Commentary

The right to be drunk

If not on one’s front steps, then where?

If you ever wonder about government's ability to justify its actions, at least to itself, just ask Patience Paye about her experience.

The Waterloo, Iowa, woman was arrested two years ago on a public intoxication charge. Was she weaving her way down a public street? Did she stumble out of a bar and dive headlong into the nearest ditch?

No. She was standing on the front steps of her own home.

Police arrested Paye after she called for help during what was termed a domestic dispute with her boyfriend, according to news reports last week about an Iowa Supreme Court decision in Paye's case. Paye had stepped out onto her front steps to talk with the responding police officer while the other party in the dispute told another officer the two frequently fought. According to police, the man had refused to give Paye her car keys because she was drunk and she did not have a driver's license.

Paye twice failed breathalyzer tests, recording a blood alcohol level more than three times the legal limit for driving, and was arrested for public intoxication, a misdemeanor.

Really? Since when did a person's own home become public? Apparently, in Iowa, some folks view it that way. A judge convicted Paye of the charge although throughout her court proceedings she argued public intoxication should at the least require the person charged to have been intoxicated in a public place.

State prosecutors argued any modicum of public access would make a place public under Iowa law, according to Reuters.
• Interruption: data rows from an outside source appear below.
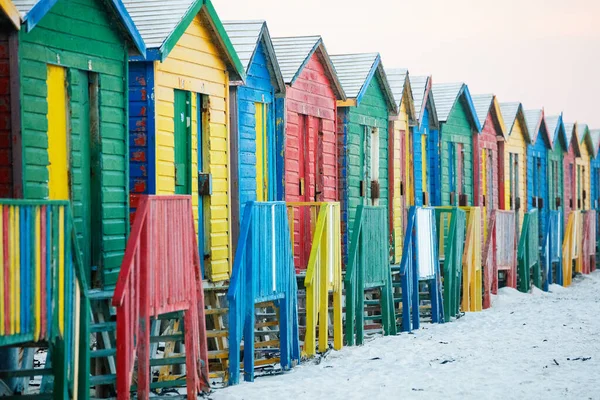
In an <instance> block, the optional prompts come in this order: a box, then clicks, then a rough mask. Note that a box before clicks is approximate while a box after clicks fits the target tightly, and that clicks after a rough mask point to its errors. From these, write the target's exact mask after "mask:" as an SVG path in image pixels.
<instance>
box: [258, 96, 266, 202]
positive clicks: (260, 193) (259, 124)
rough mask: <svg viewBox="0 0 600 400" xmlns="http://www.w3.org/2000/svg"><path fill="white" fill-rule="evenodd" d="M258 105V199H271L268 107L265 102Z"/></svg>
mask: <svg viewBox="0 0 600 400" xmlns="http://www.w3.org/2000/svg"><path fill="white" fill-rule="evenodd" d="M255 106H256V116H255V117H256V201H267V200H268V199H269V179H268V176H269V173H268V171H269V162H268V158H269V152H268V147H267V146H268V139H267V116H266V111H267V108H266V107H265V104H263V103H255Z"/></svg>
Now, I'm certainly not advocating anyone -- particularly any of my neighbors -- stand in the middle of their front yards amid a pile of beer cans trying to determine just how many can be consumed before they pass out, but as long as they're not harming anyone else, shouldn't they have that freedom on, of all places, their own property? In the case of Paye, she was apparently inside her own home until the police got there and inquired about what was going on.

It seems the principle of the Castle Doctrine -- the idea that a person's home is his/her castle normally applied to situations involving the use of force in one's defense -- should certainly apply to inebriation when the drunk person involved is not engaging in a public disruption. Heck, suggesting a guy or gal can't be drunk on his own steps or porch could get a lot of law enforcement officers in trouble.

Again, I'm not so much advocating drunkenness as much as I'm suggesting government's ideas about its authority sometimes -- oftentimes -- needs to be reigned in.

The Iowa Supreme Court agreed.

"If the front stairs of a single-family residence are always a public place, it would be a crime to sit there calmly on a breezy summer day and sip a mojito, celebrate a professional achievement with a mixed drink of choice, or even baste meat on the grill with a bourbon-infused barbeque sauce -- unless one first obtained a liquor license," Justice Daryl Hecht wrote for the court.

By that standard, an intoxicated person could be arrested and convicted for walking up the stairs of his own house after securing a ride home from a sober designated driver, Hecht said.

Police have a difficult job to do and I have all the respect in the world for the men and women out there trying their best to serve the public within the confines of sometimes convoluted laws and judicial interpretations. But of all places, I should have every right to sit on my front steps and drink until I pass out, if I'm so inclined. Don't drive by expecting to see me there, though. I've still got a six-pack in my garage fridge someone brought over to the house two New Year's Eves back.

Paye's attorney, Public Defender Rachel Regenold, told The Associated Press the ruling is important from a property rights and personal liberty perspective.

"There was a concern how this could be extended if the court had found that front steps or front porches were public," she said.

Those steps aren't public. That's why we're free to tell the magazine-hawking teenager or the woman thrusting a religious tract to get the heck off of them, although I highly recommend a more polite retort.

Plus, if a person can't have a beer or 10 on his own front porch without fear of arrest for public intoxication, there are a bunch of duct-taped La-Z-Boys here in the South that would have to be moved inside.